Cons. Stato, Sez. V, 28 agosto 2019, n. 5924
Per comune e consolidato intendimento, ove il bando richieda per la partecipazione ad una procedura evidenziale (concorso pubblico o procedura di gara) il possesso di un determinato titolo di studio o di uno ad esso equipollente, la determinazione dello stesso deve essere intesa in senso tassativo, con riferimento alla valutazione di equipollenza formulata da un atto normativo, e non può essere integrata da valutazioni di tipo sostanziale compiute ex post dall’Amministrazione (cfr. Cons. Stato, sez. V, 6 dicembre 2012, n. 6260; cfr. altresì, Cons. Stato, sez. VI, 3 maggio 2010, n. 2494).

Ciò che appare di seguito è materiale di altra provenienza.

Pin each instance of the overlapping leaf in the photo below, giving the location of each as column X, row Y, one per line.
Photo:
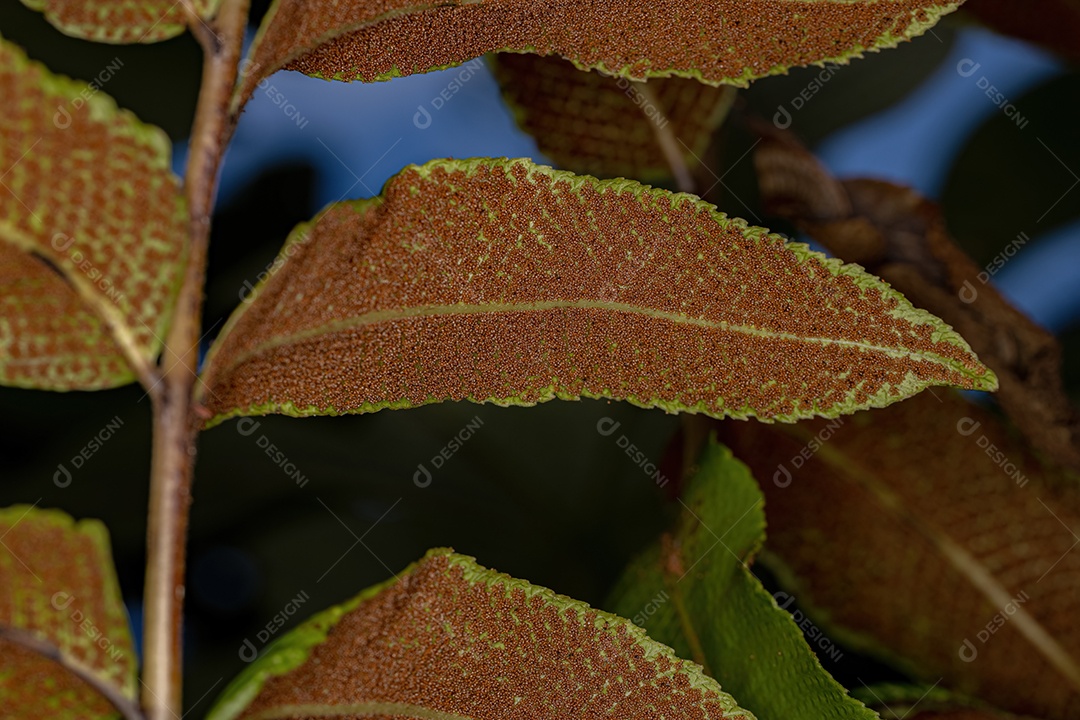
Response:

Il principio, dal quale non sussistono ragioni per decampare, poggia sul dovuto riconoscimento in capo all’Amministrazione che indice la procedura selettiva (ferma la definizione del livello del titolo, affidata alla legge o ad altra fonte normativa) di un potere discrezionale nell’individuazione della tipologia del titolo stesso, da esercitare tenendo conto della professionalità e della preparazione culturale richieste per il posto da ricoprire, l’incarico da espletare o il contratto da eseguire (cfr. Cons. Stato, sez. V, 24 gennaio 2007, n. 247).
Peraltro, nelle procedure evidenziali assoggettate alla disciplina dei contratti pubblici, la (necessaria) valorizzazione del canone di equipollenza trova fondamento nel generale divieto di restringere, senza idonea e congrua giustificazione, l’accesso paritario alle commesse pubbliche (cfr. artt. 30, 83 e 170 d. lgs. n. 50/2016).